To me, my expectation would be that if I enter in the DNS connection specific DNS suffix, and choose “register this connection in DNS” it SHOULD register in DNS ONLY for the DNS suffix on that connection.
The fact that it registers the connection specific DNS suffix in both the primary and secondary DNS zones that I’m using seems like a bug/flaw/oversight.
The part that doesn’t make sense is that the reverse IS NOT true… my primary DNS connection suffix (domain.internal) doesnt end up registering in the secondary DNS zone (backupsubnet.internal)… So, it seems like there must be some way to prevent it from happening, because it works one way but not the other.
If I have to do all of this work, and then also manually create and maintain A records, I’m starting to see why a lot/many/most people are just using HOST files (which also makes me cringe).
Overall, both options feel like a bit of a “hack”… Microsoft in 2017 should have the ability to choose a secondary network in DPM easily (like we do with Live Migration in Cluster services). “Faking” the IP address with a HOST file or DNS seems like more of a work-around than a feature.
Thanks for your input though!
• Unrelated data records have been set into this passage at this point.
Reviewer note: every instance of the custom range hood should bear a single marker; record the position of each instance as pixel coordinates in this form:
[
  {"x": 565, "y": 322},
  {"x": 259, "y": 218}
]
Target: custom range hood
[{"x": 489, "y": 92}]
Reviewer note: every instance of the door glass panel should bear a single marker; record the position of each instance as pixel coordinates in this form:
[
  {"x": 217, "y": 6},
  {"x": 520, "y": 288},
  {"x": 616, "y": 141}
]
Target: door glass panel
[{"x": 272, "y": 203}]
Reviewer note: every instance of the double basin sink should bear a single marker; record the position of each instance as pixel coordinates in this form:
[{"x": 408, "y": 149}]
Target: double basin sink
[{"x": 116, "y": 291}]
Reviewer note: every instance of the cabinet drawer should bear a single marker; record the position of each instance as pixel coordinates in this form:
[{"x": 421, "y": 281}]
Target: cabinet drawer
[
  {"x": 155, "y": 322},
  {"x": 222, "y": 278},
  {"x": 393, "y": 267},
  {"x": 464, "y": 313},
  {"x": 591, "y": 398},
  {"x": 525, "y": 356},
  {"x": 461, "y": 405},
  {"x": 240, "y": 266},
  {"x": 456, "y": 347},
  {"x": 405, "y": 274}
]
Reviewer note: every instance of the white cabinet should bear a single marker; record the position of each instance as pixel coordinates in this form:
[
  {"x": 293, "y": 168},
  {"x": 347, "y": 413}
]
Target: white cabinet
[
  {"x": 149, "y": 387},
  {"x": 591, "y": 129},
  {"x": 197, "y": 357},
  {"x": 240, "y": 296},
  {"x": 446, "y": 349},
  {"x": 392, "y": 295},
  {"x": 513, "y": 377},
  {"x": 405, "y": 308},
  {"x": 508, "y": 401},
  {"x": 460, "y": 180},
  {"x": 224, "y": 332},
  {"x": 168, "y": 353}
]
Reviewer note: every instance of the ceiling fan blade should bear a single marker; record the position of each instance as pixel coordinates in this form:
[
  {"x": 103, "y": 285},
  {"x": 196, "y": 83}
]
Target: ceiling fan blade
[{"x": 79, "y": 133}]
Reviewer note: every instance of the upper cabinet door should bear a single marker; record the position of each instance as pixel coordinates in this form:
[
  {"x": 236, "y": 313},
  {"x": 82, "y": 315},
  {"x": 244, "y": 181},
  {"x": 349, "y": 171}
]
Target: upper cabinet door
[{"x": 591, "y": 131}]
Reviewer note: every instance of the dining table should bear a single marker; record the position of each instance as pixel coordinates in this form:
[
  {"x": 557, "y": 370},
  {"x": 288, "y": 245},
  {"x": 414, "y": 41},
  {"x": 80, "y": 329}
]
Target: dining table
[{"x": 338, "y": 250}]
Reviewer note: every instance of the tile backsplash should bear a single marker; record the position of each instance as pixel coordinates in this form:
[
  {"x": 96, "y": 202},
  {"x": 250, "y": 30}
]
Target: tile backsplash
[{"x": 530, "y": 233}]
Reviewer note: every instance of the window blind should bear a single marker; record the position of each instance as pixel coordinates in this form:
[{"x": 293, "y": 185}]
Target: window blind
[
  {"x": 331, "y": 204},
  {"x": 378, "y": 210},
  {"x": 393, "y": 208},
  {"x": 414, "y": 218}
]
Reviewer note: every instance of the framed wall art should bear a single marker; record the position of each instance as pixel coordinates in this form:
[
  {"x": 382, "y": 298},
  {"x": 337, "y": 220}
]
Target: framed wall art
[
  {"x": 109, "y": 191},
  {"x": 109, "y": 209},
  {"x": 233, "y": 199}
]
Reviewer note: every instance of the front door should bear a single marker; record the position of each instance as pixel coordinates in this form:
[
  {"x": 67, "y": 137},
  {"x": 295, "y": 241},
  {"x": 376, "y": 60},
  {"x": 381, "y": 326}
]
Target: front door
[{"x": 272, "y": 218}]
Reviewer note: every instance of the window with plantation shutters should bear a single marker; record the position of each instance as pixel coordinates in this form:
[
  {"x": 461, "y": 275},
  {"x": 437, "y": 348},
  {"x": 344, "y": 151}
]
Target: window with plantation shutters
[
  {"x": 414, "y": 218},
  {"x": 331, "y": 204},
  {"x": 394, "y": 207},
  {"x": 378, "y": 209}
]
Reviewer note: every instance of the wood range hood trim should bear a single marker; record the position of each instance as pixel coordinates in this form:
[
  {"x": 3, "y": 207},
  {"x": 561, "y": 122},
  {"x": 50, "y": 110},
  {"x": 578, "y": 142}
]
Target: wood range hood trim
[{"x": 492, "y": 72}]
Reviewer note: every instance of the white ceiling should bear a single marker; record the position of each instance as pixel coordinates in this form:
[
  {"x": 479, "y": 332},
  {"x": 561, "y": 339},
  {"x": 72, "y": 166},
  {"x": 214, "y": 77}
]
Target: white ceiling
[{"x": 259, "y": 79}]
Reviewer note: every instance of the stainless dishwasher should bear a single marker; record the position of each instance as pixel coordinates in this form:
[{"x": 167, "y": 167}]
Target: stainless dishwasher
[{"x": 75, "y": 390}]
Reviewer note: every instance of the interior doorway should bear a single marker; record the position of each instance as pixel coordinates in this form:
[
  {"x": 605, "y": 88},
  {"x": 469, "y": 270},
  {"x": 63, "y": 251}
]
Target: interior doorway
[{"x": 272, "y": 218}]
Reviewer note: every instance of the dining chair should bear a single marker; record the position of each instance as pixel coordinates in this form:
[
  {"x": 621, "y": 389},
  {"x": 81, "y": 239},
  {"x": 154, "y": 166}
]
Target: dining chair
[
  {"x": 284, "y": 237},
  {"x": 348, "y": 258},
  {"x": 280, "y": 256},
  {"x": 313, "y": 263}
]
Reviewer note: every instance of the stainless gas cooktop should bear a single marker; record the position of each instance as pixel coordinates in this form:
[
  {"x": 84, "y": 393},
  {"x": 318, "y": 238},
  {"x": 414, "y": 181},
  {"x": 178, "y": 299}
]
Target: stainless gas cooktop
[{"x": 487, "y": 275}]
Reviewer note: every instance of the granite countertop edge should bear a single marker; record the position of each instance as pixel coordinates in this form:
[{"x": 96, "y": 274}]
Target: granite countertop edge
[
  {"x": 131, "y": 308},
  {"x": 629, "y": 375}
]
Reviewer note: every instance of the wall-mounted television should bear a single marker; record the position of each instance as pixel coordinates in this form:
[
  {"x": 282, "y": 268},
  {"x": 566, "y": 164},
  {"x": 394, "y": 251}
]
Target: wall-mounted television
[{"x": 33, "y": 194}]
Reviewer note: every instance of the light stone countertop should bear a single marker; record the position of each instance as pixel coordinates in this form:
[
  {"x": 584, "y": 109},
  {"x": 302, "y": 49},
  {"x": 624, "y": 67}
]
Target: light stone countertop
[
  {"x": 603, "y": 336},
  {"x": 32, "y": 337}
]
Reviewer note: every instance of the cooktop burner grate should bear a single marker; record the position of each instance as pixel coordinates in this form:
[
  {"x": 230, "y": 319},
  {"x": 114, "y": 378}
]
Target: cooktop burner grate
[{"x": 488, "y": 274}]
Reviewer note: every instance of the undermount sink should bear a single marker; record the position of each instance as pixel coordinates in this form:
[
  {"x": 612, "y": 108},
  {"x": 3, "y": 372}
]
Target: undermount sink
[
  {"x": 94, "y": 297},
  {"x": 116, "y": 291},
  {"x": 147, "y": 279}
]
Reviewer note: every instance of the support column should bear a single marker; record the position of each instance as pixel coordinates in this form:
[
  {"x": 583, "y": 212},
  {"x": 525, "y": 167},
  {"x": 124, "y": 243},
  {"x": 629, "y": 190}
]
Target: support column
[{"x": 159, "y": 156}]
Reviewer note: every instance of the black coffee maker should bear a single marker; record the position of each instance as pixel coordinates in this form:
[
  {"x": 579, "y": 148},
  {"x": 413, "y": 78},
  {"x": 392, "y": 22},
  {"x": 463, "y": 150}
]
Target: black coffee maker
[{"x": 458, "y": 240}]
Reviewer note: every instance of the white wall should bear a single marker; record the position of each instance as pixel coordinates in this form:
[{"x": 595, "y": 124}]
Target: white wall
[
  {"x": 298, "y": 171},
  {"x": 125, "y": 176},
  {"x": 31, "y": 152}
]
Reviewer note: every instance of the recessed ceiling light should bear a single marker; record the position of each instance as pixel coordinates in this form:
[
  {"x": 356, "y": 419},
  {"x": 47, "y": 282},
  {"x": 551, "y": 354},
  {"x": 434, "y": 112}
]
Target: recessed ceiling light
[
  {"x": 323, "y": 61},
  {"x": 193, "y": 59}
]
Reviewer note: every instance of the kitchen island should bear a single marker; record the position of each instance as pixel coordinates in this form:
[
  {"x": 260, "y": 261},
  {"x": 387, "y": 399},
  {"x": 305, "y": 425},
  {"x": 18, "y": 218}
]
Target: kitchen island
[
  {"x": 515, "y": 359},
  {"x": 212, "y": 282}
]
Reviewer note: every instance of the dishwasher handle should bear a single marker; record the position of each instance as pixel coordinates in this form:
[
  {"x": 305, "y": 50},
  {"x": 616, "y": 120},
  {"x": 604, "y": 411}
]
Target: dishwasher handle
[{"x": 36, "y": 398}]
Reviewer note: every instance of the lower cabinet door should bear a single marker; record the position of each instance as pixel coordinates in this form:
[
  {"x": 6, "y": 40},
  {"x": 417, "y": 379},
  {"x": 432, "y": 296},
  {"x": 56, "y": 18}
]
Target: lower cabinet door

I’m not sure which choice I’m going to end up going with… neither one seems very appealing to be honest 🙂
Thank you so much For such informative information.Dedicated server hosting is a hosting solution whereby customers. visit – https://www.serverwala.org/
Where does this new DNS zone come into play? Where does that get used and why?
If the goal is to have backup traffic use a specific network, you configure DPM with the IP range and that’s it. The NICs on the backup network should register in DNS no different from the other nics. You are now using the specified network … which was the goal.
Thank for the article. How do DPM and protected member servers that are on home.net production domain resolve to backup.net backup network? After configuring the above DPM network the back is still going through home.net production network as Hyper-V host is in home.net domain and VM backup is using home.net production network. How do we fix it?
Hello,
I created another DNS lookup zone. In this way, servers were able to resolve to backup.net
What is the purpose of adding the backup.net dns zone when you are not using it?
You are registering your 10.10.1.x addresses into your home.net zone with these instructions. And that will get DPM working on a backup network. But In doing this, if your 10.10.1.x addresses are not resolvable from some of your workstations, you’ll see delays as dns resolution on your workstations fail over to the 10.10.0.x addresses, or worse network communication issues.
Just add your 10.10.1.x addresses directly into home.net zone. Since it is all you are doing here.
You have to create a seperate zone to specify a different name in DPM. If you register everything in home.net, DPM can use 10.10.0.x or 10.10.1.X IP address.